25 Desember 2008

Gaya Hidup dan Hiburan Dalam Media Massa

Gaya hidup, atau yang sering disebut dengan life style sekarang bukanlah hal yang aneh dimasyarakat. Gaya hidup sudah menjadi tren masa kini di kalangan masyarakat Indonesia. Baik mulai dari makanan, minuman hingga cara berpakaian dan perawatan tubuh sekarang sudah menjadi tuntutan masyarakat untuk memenuhinya.

Namun. Kehidupan ini tidak semua masyarakat Indonesia dapat merasakannya, hanya bagi mereka yang berkantong teballah yang dapat menikmatinya. Dari mulai kehidupan hedonisme hingga munculah sikap konsumtif tidaklah sulit bagi mereka untuk melalukannya.

Namun semua hal itu tidaklah lepas dari persuasif media massa. Media massa mengemas bentuk-bentuk atau simbol-simbol kehidupan dengan sedemikian rupa sehingga masyarakat mempunyai rasa ketergantungan untuk selalu mengikuti perkembangan gaya hidup mereka.

Berbagai macam iklan yang ditampilkan di media massa, terutama pada media televisi, akan menimbulkan sikap konsutifisme didalam masyarakat. Masyarakat akan cenderung terpaku atau tertuju pada produk-produk yang ditayangkan oleh iklan.

Baik secara langsung maupun tidak langsung, efek yang ditimbulkan nantinya sangatlah besar dampaknya terhapad masyarakat. Sehingga budaya konsutif akan mencul seiring dengan meningkatnya keinginan masyarakat untuk memenuhi kebutuhannya akan gaya hidup.

Memasuki persoalan ’gaya’, setiap orang memang berhak mencitrakan dirinya sendiri. Namun, pengertian ’gaya’ juga sudah sepantasnya kita bawa dalam iklim yang lebih filosofis. Persoalan gaya hidup tidak sesederhana seperti halnya potret kehidupan kelas menengah, Orang Kaya Baru, orang sukses atau selebriti di kolom gaya hidup media populer atau kisah cinta dan sukses seseorang di acara televisi semacam "Famous to Famous".

Bukan karena penganut ideologi hemat atau asketisme dan bukan pula karena pengaruh kampanye Pola Hidup Sederhana, tapi lebih karena pilihan gaya!
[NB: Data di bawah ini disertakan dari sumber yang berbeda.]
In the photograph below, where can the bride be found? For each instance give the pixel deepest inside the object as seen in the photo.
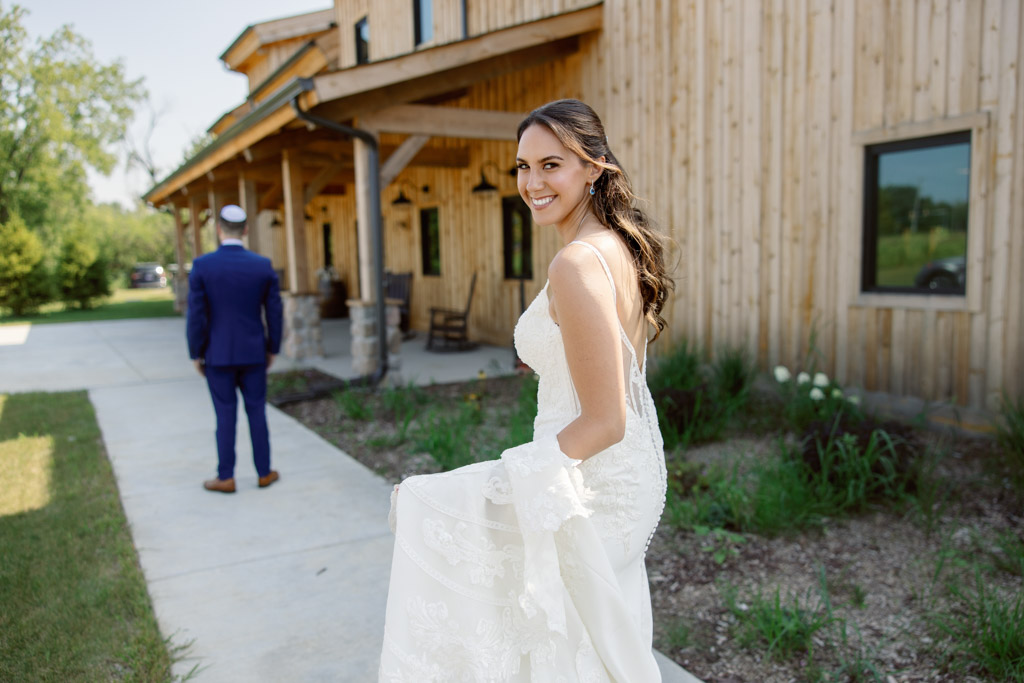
(531, 567)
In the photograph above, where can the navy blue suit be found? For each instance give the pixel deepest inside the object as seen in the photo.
(235, 321)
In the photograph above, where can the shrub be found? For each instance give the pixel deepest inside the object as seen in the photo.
(25, 282)
(82, 274)
(1010, 432)
(985, 630)
(781, 626)
(692, 408)
(808, 399)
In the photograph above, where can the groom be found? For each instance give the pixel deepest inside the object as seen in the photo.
(233, 329)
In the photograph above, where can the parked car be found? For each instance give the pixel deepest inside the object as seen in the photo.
(147, 274)
(944, 274)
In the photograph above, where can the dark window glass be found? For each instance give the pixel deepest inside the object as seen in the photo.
(423, 20)
(915, 215)
(430, 242)
(516, 239)
(363, 41)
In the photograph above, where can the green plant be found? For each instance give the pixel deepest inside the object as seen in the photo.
(679, 635)
(446, 437)
(1009, 553)
(25, 281)
(353, 403)
(719, 542)
(985, 629)
(1010, 433)
(781, 627)
(808, 399)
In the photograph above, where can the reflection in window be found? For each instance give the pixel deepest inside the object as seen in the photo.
(430, 242)
(423, 20)
(915, 215)
(363, 41)
(516, 239)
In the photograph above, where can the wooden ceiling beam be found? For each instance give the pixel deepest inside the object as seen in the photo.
(433, 62)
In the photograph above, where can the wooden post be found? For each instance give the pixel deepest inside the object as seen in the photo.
(295, 226)
(196, 226)
(366, 222)
(250, 204)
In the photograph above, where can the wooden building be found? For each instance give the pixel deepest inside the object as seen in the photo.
(810, 158)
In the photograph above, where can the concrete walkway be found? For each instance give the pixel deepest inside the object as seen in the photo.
(283, 584)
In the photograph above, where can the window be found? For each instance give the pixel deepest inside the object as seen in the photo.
(430, 242)
(516, 239)
(363, 41)
(423, 20)
(915, 215)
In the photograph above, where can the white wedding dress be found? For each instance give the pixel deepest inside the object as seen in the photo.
(527, 568)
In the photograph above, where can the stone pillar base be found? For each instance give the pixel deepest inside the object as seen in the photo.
(364, 329)
(303, 336)
(180, 287)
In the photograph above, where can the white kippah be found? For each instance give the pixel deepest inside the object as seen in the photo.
(232, 214)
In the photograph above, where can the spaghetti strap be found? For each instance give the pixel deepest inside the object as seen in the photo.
(604, 263)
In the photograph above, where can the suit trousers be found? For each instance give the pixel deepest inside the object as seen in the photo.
(224, 383)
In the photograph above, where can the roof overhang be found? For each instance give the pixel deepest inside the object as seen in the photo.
(366, 88)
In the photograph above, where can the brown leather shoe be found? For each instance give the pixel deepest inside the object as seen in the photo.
(221, 485)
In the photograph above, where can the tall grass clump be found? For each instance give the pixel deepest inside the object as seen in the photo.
(985, 630)
(694, 402)
(780, 626)
(1010, 433)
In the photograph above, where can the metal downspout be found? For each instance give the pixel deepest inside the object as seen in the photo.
(376, 224)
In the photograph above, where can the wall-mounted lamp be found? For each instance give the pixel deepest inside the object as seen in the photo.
(401, 199)
(484, 185)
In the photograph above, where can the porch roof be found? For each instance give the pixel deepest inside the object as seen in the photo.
(359, 90)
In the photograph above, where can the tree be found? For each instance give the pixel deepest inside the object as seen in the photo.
(82, 273)
(60, 112)
(25, 281)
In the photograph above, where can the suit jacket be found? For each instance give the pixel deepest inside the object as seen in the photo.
(235, 312)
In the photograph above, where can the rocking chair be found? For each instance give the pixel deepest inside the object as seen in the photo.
(451, 327)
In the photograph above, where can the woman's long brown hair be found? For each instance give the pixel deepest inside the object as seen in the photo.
(579, 128)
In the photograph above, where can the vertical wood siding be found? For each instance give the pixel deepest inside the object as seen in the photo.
(738, 122)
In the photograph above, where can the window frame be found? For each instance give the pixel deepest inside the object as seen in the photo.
(425, 243)
(852, 241)
(868, 262)
(511, 205)
(363, 46)
(418, 24)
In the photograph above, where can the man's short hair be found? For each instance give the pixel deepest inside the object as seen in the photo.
(232, 219)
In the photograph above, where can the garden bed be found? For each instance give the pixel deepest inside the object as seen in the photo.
(860, 597)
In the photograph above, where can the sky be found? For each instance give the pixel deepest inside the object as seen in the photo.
(175, 48)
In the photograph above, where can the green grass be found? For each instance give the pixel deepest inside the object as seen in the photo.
(122, 304)
(781, 627)
(74, 604)
(985, 630)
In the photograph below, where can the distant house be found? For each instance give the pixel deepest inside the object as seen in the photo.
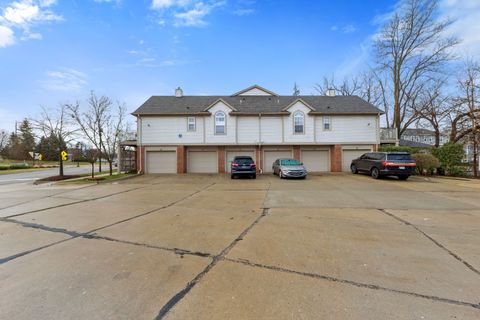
(421, 137)
(202, 134)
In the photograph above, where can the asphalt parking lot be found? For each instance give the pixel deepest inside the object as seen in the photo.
(335, 246)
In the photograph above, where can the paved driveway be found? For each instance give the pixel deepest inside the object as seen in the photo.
(207, 247)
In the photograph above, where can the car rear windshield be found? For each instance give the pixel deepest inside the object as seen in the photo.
(243, 161)
(289, 162)
(400, 157)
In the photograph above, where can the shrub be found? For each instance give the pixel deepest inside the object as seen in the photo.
(458, 171)
(426, 163)
(19, 166)
(450, 155)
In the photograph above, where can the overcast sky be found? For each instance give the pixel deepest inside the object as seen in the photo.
(56, 51)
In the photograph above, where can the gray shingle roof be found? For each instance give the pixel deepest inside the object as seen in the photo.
(254, 104)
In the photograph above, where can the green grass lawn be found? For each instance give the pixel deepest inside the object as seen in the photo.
(102, 178)
(10, 171)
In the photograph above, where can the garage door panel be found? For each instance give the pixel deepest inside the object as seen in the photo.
(349, 155)
(202, 162)
(270, 156)
(232, 154)
(161, 162)
(316, 160)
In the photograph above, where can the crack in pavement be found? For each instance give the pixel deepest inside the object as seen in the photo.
(91, 234)
(50, 196)
(191, 284)
(353, 283)
(72, 203)
(438, 244)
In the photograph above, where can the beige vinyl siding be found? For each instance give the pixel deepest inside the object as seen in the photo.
(349, 154)
(269, 157)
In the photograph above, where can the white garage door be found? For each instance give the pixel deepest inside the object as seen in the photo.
(202, 162)
(232, 154)
(269, 157)
(315, 160)
(161, 162)
(349, 155)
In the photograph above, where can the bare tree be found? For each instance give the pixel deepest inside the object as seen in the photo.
(296, 90)
(465, 124)
(102, 125)
(4, 136)
(114, 130)
(91, 155)
(57, 124)
(435, 108)
(411, 48)
(92, 120)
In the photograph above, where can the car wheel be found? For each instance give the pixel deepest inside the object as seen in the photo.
(354, 169)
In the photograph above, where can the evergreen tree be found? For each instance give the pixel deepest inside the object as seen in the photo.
(26, 139)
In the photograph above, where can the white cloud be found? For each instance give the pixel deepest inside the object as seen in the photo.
(348, 28)
(7, 37)
(195, 17)
(185, 13)
(465, 15)
(244, 12)
(22, 15)
(64, 80)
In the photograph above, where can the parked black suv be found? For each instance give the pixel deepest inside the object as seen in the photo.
(243, 166)
(379, 164)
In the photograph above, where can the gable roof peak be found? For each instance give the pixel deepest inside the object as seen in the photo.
(253, 88)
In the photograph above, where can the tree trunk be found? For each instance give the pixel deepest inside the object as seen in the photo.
(475, 157)
(60, 166)
(437, 138)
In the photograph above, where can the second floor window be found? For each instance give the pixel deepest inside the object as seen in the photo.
(220, 123)
(298, 122)
(191, 125)
(327, 123)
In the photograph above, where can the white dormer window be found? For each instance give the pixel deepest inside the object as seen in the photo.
(220, 123)
(298, 123)
(327, 123)
(191, 124)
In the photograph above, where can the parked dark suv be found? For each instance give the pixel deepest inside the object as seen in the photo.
(379, 164)
(243, 166)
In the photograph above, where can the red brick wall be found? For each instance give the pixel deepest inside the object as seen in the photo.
(336, 158)
(181, 159)
(221, 159)
(296, 153)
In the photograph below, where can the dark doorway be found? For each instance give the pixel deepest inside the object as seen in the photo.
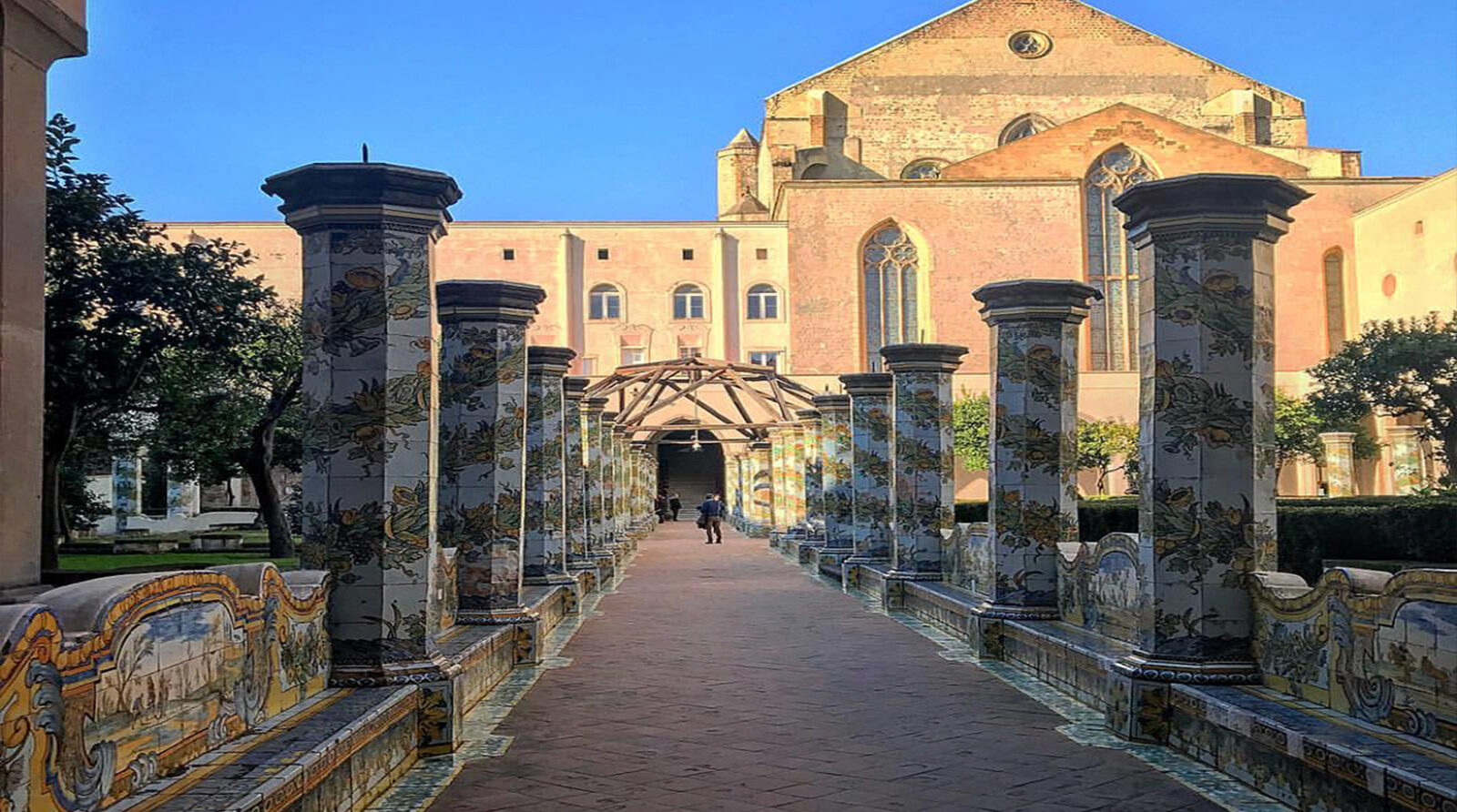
(687, 472)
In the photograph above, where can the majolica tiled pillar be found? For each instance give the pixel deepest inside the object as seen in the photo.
(483, 442)
(575, 454)
(594, 471)
(871, 428)
(1340, 467)
(924, 500)
(812, 428)
(761, 485)
(1207, 423)
(1034, 489)
(835, 460)
(545, 515)
(369, 361)
(1408, 472)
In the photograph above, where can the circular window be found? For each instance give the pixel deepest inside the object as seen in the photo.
(1029, 44)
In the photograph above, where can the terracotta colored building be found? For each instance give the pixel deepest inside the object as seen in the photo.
(983, 145)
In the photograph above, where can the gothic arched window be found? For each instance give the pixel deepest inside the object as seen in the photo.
(889, 262)
(688, 301)
(1114, 322)
(764, 301)
(604, 303)
(1022, 127)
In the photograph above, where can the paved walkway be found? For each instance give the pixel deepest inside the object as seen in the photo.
(725, 678)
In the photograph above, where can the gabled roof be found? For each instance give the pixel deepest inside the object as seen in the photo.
(971, 6)
(1068, 148)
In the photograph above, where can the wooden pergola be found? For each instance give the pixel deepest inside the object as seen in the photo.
(759, 396)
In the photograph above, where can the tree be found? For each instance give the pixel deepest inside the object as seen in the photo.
(238, 412)
(1297, 431)
(120, 299)
(1102, 442)
(1402, 367)
(971, 422)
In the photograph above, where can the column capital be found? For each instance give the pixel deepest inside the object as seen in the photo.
(324, 196)
(1253, 204)
(550, 360)
(922, 357)
(830, 402)
(575, 388)
(859, 384)
(1026, 300)
(487, 300)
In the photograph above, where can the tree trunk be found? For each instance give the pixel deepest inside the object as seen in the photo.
(270, 507)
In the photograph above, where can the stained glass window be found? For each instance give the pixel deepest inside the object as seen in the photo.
(1114, 322)
(889, 264)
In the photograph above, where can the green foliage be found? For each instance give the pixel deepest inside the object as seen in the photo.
(1102, 442)
(120, 303)
(1402, 367)
(971, 421)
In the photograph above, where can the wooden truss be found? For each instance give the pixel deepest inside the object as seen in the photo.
(759, 396)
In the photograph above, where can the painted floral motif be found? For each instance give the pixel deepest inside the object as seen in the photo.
(1194, 539)
(1195, 412)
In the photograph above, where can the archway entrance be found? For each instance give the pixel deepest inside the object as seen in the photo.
(687, 472)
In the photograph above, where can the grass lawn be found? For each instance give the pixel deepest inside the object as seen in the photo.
(87, 562)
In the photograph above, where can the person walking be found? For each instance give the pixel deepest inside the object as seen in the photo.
(711, 517)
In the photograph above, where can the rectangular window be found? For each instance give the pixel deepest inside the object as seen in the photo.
(765, 359)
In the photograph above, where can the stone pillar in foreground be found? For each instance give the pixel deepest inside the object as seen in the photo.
(871, 464)
(1034, 489)
(594, 471)
(483, 440)
(761, 486)
(1408, 471)
(545, 517)
(369, 435)
(575, 452)
(1340, 467)
(924, 500)
(835, 460)
(813, 469)
(1207, 427)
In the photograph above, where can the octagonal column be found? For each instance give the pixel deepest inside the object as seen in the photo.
(483, 442)
(922, 454)
(369, 361)
(1340, 469)
(837, 456)
(810, 425)
(575, 456)
(761, 486)
(1034, 489)
(871, 428)
(594, 471)
(1207, 423)
(545, 515)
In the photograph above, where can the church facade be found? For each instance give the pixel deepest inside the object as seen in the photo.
(983, 145)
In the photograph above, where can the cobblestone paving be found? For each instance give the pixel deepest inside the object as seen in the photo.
(723, 678)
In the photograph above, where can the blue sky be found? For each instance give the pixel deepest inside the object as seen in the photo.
(612, 111)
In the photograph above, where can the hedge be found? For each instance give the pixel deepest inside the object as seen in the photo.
(1374, 529)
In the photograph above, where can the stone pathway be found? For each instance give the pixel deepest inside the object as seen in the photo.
(725, 678)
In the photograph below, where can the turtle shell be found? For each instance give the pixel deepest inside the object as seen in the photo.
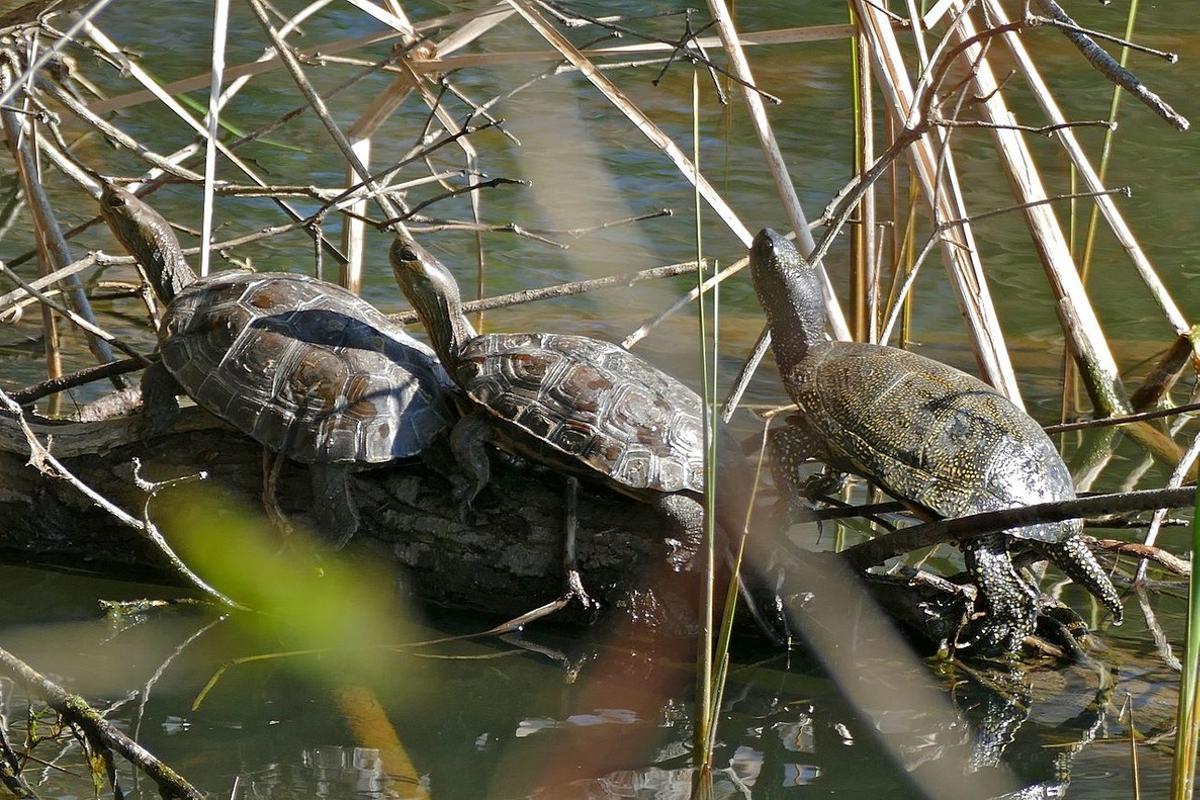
(929, 433)
(588, 407)
(305, 367)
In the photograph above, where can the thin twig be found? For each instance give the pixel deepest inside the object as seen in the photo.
(881, 548)
(41, 459)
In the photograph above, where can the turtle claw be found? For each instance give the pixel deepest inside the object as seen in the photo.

Politik kapitalis memang telah membuat kita bertingkah permisif terhadap segala sesuatu yang mungkin lambat laun mengarahkan kita pada hedonisme. Namun dalam beberapa hal, kapital juga diperlukan selama tidak dalam kadar tinggi.

Di beberapa hal, kapital perlu dimaknai positif. Memang kedengarannya tak ideologis dan tampak setengah-setengah. Perlu keadaan balance untuk menciptakan kenyamanan tanpa merusak alam bawah sadar kita. Kapitalis dapat disikapi dengan mempergunakan common sense, menggunakan sarana produk yang dihasilkan secukupnya tanpa harus ikut arus budaya konsumtif.